Затем случился бомбовый удар по Перл-Харбор, началась война, и я решил пойти на воинскую службу в качестве психолога военно-воздушных сил. Меня приняли в отдел психологических исследований, занимавшийся отбором летного состава и возглавляемый майором Дж. Гилфордом. В дальнейшем меня хотели направить в офицерскую школу. Я приступил к службе на военно-воздушной базе в Санта-Ане в марте 1942 года, а в октябре прошел комиссию в офицерской школе, находившейся в Майами-Бич.
Служба в армии сделала меня убежденным сторонником того, что в естественных условиях серьезные возможности для научных психологических исследований окружают нас со всех сторон, нужно лишь держать открытыми глаза и уши, и иметь живой и пытливый ум. Возможности для исследований, преподавания и учебы существуют в любом месте, где бы ни работал психолог.
Вторую мировую войну мне довелось пройти совершенно целым и невредимым. Меня так и не послали за океан. Я продолжал служить в качестве офицера классификации военно-воздушных сил, занятого отбором кадров, вначале в Техасе, а затем в Нью-Джерси.
Именно в это время, будучи молодым капитаном, я впервые освоился с командованием людьми. Армейские команды изменили тон моего голоса и мое отношение к подчиненным. Я и вне службы разговаривал с повелительными интонациями, будто отдавая приказания, что зачастую так и было. Именно осознание моего авторитета позднее дало мне «право» преподавать и предлагать интерпретации в ходе психотерапевтической работы. До этого я полагал, что не имею никакого права авторитетно судить о чем бы то ни было. А с тех пор, если я только чувствовал свою компетентность в каком-то вопросе, то без смущения заявлял о своем авторитете. Я всегда с соответствующим почтением относился к людям, занимавшим вышестоящее положение, но никогда не боялся своего отца.
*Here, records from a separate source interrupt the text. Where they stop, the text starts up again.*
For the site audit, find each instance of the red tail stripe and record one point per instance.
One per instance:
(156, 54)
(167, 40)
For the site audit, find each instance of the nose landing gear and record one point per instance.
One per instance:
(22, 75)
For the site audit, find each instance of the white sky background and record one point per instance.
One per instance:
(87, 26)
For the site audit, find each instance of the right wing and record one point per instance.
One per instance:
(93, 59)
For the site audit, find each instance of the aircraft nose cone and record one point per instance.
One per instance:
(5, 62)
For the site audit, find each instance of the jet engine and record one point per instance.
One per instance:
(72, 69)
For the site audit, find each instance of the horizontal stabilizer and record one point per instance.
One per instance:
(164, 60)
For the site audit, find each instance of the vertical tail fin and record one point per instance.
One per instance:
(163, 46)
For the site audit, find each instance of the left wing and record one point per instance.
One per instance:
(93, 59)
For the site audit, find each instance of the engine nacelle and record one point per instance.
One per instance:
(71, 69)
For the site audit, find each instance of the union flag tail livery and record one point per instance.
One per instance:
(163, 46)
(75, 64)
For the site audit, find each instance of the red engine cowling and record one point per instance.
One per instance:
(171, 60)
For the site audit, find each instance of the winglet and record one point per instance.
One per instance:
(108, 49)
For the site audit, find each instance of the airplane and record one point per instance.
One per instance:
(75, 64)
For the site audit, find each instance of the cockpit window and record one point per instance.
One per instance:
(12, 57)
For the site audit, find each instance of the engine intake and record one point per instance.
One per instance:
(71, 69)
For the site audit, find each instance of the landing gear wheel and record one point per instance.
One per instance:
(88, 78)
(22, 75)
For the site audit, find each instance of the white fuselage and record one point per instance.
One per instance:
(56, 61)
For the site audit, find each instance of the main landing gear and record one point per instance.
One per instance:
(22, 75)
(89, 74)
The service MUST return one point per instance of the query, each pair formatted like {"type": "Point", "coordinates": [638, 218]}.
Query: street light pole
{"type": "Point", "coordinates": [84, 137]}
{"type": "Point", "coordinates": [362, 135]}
Возможно поэтому я мог свободно поступать таким образом, какой считал лучшим. А позднее чувство авторитета дало мне возможность писать книги и статьи в энциклопедических изданиях.
Мои воспоминания о войне могут показаться скучноватыми. Хотя я и носил военную форму, но практически все время провел на континенте, в Соединенных Штатах. Большей частью я переживал войну опосредованно, в основном через большие карты боевых действий, печатавшиеся на первой странице «Нью-Йорк Тайме». На протяжении всей войны, вплоть до внезапных побед в Европе и Японии, они вызывали у меня сильный страх, ибо я знал, что победа фашистов означала бы конец благополучной жизни для меня и мне подобных, если не любой жизни вообще.
Уволившись с воинской службы, я некоторое время находился в размышлении, не вернуться ли к своей прежней должности в Сан-Диего. Но теперь я превратился в подходящего кандидата, имевшего право на льготы для демобилизованных, которые, в частности, обеспечивали бесплатное образование. Поэтому вместе с женой я предпочел вернуться в Лос-Анджелес, где имелись подобные перспективы.
Я полагаю, что одним из самых отвратительных последствий войны является то, что она лишает людей спокойствия из-за кардинальных изменений обычаев и нравов, и практически каждого участника после ее окончания, иногда на долгое время, в психологическом смысле превращает в перемещенное лицо. Вероятно, именно по ощущениям будоражащего возбуждения, интереса (и необычной свободы от повседневных ограничений) больше всего и тоскуют ветераны войны. Даже я, прослуживший в безопасном раю на окраинах родной страны, был выбит из колеи возбуждением войны, и после ее окончания мне долго не хотелось возвращаться к довоенной рутине. Кроме того, рассуждая психодинамически, я не желал вступать в непосредственное соревнование со старшим братом, чтобы не вызвать неизбежных проблем в случае своего успеха.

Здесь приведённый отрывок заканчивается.